どうにもこうにも~恋人編~

「あ、一緒に写真撮りましょ」

 私は紅葉をバックに、スマホを上に構えた。

「西島さん、もう少しかがんでください」

 彼はぎこちなくかがんで見せた。

「もうちょっと寄らないと入りませんよ」

「こ、こうかい?」

 自撮りに慣れてない感じがかわいい。スマホの画面を見ているから、写真の彼は視線が微妙にずれている。それもかわいい。

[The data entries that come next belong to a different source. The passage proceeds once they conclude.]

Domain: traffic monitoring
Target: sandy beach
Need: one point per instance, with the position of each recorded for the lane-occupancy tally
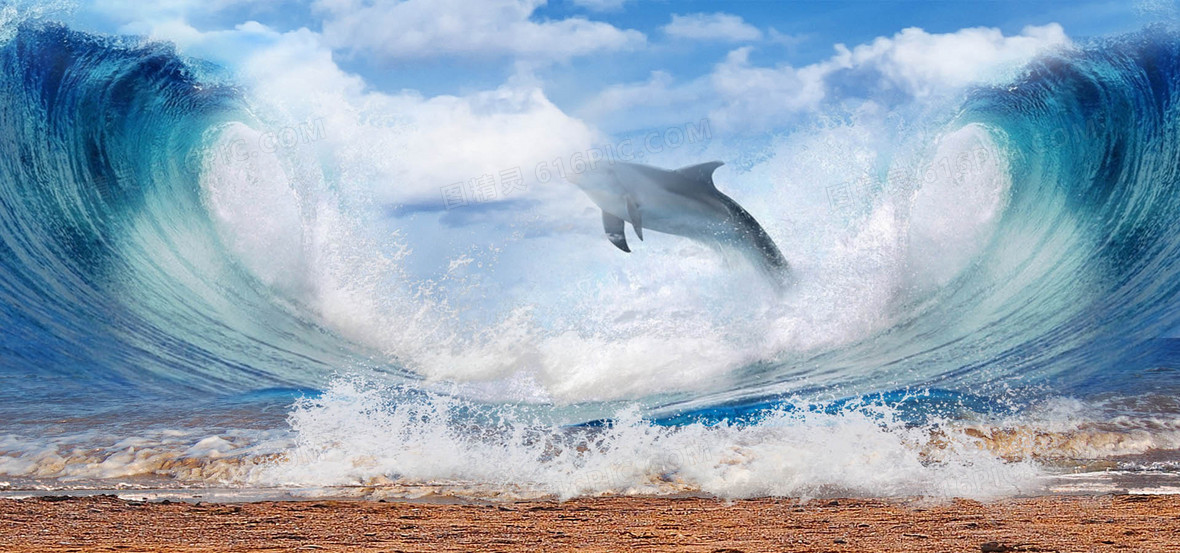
(1059, 524)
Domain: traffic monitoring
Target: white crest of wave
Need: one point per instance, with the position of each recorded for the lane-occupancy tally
(361, 435)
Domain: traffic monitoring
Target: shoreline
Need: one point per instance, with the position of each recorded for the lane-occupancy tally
(1046, 522)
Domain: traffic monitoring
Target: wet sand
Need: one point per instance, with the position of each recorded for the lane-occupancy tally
(1066, 524)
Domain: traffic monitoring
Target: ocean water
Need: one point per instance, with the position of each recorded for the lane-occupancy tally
(204, 288)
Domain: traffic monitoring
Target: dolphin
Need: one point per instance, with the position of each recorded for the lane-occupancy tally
(682, 202)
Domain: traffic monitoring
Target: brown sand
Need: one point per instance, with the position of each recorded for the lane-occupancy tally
(1067, 524)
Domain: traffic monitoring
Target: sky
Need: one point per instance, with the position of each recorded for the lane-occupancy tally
(423, 100)
(578, 52)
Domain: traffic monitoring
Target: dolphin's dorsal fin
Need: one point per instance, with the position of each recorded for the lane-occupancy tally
(633, 212)
(614, 228)
(701, 172)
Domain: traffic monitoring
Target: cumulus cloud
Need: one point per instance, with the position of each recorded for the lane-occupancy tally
(922, 63)
(601, 5)
(910, 64)
(427, 28)
(712, 26)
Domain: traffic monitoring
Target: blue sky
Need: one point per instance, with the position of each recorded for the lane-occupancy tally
(476, 86)
(792, 32)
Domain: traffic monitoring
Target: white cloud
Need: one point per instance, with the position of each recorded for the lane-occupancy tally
(427, 28)
(922, 63)
(740, 94)
(601, 5)
(712, 26)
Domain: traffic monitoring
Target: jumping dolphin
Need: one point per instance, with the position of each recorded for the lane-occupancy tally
(683, 202)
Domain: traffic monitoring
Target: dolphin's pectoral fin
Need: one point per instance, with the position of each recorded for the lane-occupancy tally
(633, 212)
(614, 228)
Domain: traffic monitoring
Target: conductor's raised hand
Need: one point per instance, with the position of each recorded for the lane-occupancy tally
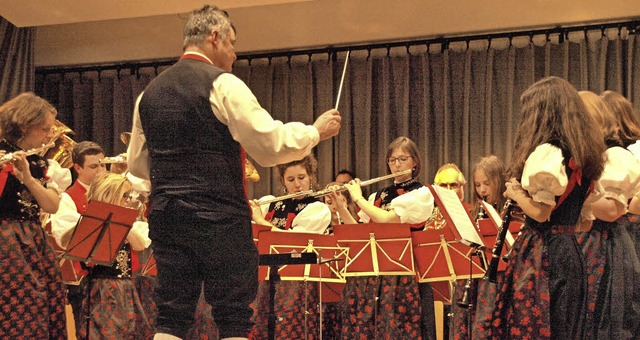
(328, 124)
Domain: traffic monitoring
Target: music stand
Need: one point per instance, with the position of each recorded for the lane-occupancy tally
(376, 249)
(149, 267)
(446, 254)
(283, 252)
(256, 229)
(71, 274)
(99, 234)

 ツーショットが撮れたのはいいものの、バックの紅葉があまり入っていない。

「お撮りしましょうか?」

 不意に数名の中年女性のグループのひとりに声を掛けられた。

「あ、お願いします!」

「はい、じゃあいきますよー」

 西島さんは私の肩を抱き寄せた。カシャ、カシャっとシャッター音。

「うまく撮れてるかしら」

 撮ってくれた写真を確認すると、しっかりとバックに紅葉が映っていた。ふたりの表情もにこやかでいい。

「ばっちりです。ありがとうございます!」

「お父さんと仲良くお出かけなんていいわね。若いお父さんね。うふふ」

「いや、この人は―――」

「みなさんも旅行楽しまれてください」

 私の言葉を遮るように、彼は写真を撮ってくれた女性を含むグループに声を掛けた。振り向くと彼はただ微笑んでいた。私は、「どうして『彼氏です』って言わせてくれなかったの?」という問いを飲み込んだ。

「行きましょう」と言う彼の後を追って歩みを進めた。

「手、つなぎましょ」

 私は彼の指に自分の指をからませ、しっかりと恋人つなぎで彼の手を握った。